How we enabled the backend team to use their local server on the frontend app deployed on a remote server?

Let's say backend is deployed in test-backend.testserver.com and frontend in test-frontend.testserver.com. It works fine but now let's say there's a bug that's getting hard to identify and debugging requires both frontend and backend to work together; simultaneously. The frontend is running on a frontend developer's machine and the backend on a backend developer's own machine. So, either you've got to connect to the same network and use the local IP to test, or use some tunneling services like ngrok to work together.

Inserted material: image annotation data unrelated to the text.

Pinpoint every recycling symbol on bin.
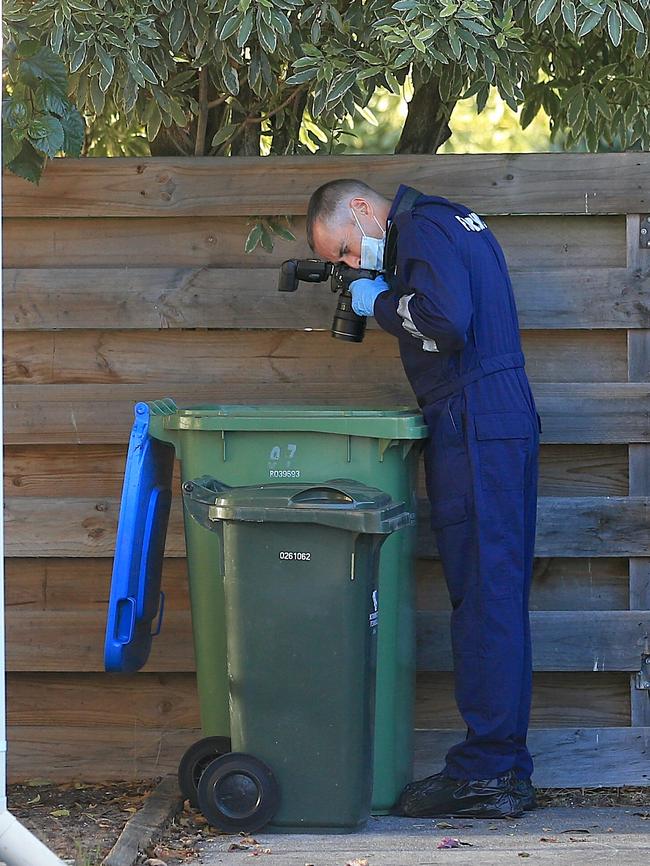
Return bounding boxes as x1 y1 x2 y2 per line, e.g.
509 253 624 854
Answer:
368 589 379 629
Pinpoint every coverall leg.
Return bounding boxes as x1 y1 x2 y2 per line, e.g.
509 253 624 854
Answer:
423 370 539 780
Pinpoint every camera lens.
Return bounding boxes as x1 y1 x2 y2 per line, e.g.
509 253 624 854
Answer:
332 292 366 343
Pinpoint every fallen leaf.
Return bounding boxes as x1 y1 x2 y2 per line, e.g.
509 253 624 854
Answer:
436 836 473 848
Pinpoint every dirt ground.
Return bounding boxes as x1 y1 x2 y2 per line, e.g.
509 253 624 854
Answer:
8 779 650 866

But what if the frontend application is working fine and it's the backend team that requires UI to test the system. It's often hard using postman or playgrounds or swagger or any other API testing applications, especially if those involve file transfer which was specifically our major concern. When it's the backend team that requires a working frontend, the solution is either to clone the frontend repo and run the code in their own machine redirecting the frontends API requests to their own local server by manipulating the frontend code or involve a frontend developer and get them to connect to a local network. Though it's tiresome, it's often preferable to run the code on their own machine.

We've come to this situation very often. Since frontend applications would have predefined API routes to request to, it's difficult for backend developers to test the deployed frontend using their local server. This was getting hectic. So we came up with an idea. Instead of hardcoding the API URL, instead, we checked if a key, say url, exists on localstorage and if it does, redirect all the API requests to its value.

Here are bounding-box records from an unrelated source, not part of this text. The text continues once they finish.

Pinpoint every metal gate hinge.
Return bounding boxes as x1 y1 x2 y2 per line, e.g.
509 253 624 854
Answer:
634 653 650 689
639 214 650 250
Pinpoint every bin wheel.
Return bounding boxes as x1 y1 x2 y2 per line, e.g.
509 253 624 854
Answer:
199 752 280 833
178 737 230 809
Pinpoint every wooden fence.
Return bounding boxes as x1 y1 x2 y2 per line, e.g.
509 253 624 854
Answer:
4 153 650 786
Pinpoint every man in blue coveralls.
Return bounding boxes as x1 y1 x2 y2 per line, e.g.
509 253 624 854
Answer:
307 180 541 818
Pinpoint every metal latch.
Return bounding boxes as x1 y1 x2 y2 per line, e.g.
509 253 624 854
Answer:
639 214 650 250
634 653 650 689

// get url string from localstorage or from ".env" file
const url = localStorage.getItem('url') ?? import.meta.env.VITE_API_URL;

// get the data from the url
axios.get(url)

However, you need to have CORS enabled to access the local server. Also, if you are hosting the frontend app on "HTTP", you get a CORS error something like this:

Access to XMLHttpRequest at 'localhost:8004/query' from origin 'http://009.00.001.06:8004' has been blocked by CORS policy: The request client is not a secure context and the resource is in more-private address space local.

On a quick search, I found that its related to Private Network Access and I couldn't yet find a fix. But once I deployed the frontend app on "HTTPS", the backend team could easily redirect the API request to their local server simply by adding a "url" value on localstorage.